Conformal Mappings dealing with Slits

Question

The goal is to find a conformal mapping of the domain $$U=\lbrace z: \vert z \vert <1, z\not\in [1/2,1)\rbrace$$ to the unit disc $D$. I would like to learn how to deal with the slit; I imagine in one direction the slit has to be introduced while in the other direction it has to be erased (and those are both techniques I'd like to be able to use). I have no experience with slits and examples that I have seen haven't included enough detail or images, so I don't have the right intuition when dealing with these yet. Can I get a detailed explanation (preferably with some diagrams) of how to deal with the slit in one of the directions?

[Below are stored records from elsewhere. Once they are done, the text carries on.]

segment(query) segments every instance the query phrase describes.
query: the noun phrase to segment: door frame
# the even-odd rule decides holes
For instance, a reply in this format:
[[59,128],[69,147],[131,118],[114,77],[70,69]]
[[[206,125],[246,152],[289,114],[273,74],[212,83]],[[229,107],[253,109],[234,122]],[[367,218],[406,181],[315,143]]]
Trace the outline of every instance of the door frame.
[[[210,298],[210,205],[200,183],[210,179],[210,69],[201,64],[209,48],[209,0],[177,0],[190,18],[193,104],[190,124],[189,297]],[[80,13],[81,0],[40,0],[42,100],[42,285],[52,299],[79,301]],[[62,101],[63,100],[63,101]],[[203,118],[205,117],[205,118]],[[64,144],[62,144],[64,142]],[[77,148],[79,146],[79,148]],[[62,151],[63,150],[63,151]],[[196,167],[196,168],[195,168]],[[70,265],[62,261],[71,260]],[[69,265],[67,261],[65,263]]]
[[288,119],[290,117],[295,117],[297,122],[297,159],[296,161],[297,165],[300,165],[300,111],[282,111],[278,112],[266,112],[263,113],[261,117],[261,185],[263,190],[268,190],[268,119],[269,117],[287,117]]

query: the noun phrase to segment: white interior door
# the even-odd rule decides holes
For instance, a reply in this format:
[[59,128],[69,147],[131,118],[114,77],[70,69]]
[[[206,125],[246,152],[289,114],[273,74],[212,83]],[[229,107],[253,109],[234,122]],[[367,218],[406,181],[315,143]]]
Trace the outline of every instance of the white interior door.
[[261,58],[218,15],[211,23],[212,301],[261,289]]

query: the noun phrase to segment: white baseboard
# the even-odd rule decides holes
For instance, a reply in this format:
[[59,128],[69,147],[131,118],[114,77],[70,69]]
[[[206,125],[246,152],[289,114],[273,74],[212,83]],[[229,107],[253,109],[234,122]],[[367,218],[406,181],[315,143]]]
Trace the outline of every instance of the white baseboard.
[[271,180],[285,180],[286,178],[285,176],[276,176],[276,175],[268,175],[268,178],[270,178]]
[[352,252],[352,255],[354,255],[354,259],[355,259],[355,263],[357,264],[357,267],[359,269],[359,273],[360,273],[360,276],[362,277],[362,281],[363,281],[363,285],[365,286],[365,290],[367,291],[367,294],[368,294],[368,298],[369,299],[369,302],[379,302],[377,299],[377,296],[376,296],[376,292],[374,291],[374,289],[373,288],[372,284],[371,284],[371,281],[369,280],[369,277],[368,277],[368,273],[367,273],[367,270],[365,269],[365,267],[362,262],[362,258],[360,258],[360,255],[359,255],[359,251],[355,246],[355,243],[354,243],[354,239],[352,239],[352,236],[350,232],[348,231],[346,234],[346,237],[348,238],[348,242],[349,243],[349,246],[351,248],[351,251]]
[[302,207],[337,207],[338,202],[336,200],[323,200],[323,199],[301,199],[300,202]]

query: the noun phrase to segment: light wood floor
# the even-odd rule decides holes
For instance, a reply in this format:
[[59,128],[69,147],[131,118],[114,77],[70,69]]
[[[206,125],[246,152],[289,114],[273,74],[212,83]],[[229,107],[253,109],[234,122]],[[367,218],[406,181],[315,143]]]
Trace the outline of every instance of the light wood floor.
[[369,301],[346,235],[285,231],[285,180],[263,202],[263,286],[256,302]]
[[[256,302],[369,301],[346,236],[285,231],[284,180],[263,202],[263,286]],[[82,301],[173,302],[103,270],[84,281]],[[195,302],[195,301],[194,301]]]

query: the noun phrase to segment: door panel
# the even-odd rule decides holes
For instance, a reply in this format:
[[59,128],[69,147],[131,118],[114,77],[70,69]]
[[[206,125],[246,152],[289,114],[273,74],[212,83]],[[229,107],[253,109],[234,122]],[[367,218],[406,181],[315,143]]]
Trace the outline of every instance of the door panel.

In going from $D$ to $U$, I would probably start by mapping onto a half-plane, but usually the slit is introduced shortly after and that's where I'm lost. I'm not sure what it means to introduce a slit.

Answer 1

This seems complicated, but drawing pictures will help.

Let's start with $U=\mathbb D\setminus [1/2,1)$. Let's first change the strip by mapping $1/2$ to $0$. For this purpose you can use a Mobius transformation of the unit disk that maps $1/2$ to $0$. One such transformation is $\frac{z-1/2}{1-z/2}$. Notice that this maps $1$ to $1$ (otherwise you could use a rotation). Since Mobius transformations map lines to lines, the strip $[1/2,1)$ is mapped 1-1 to the strip $[0,1)$.

Our domain now is $U_1=\mathbb D\setminus [0,1)$, and we wish to map it to the upper half plane. We know that the map $\frac{z-i}{z+i}$ maps the upper half plane $\mathbb H$ onto the unit disk, therefore its inverse maps the unit disk onto the upper half plane, and in particular the slit $[0,1)$ is mapped to $[i,i\infty)$ on the imaginary axis. Hence, our domain now is $U_2=\mathbb H\setminus [i,i\infty)$.

Next, use the function $z^2$ which will map the domain $U_2$ onto $\mathbb C$ minus two rays on the real axis: $(-\infty,-1]$ ( which is the image of $[i,i\infty)$) and $[0,\infty)$. It looks like you have two slits now, but it is actually only one slit since it is a "line segment" from $0$ to $-1$, passing through $\infty$.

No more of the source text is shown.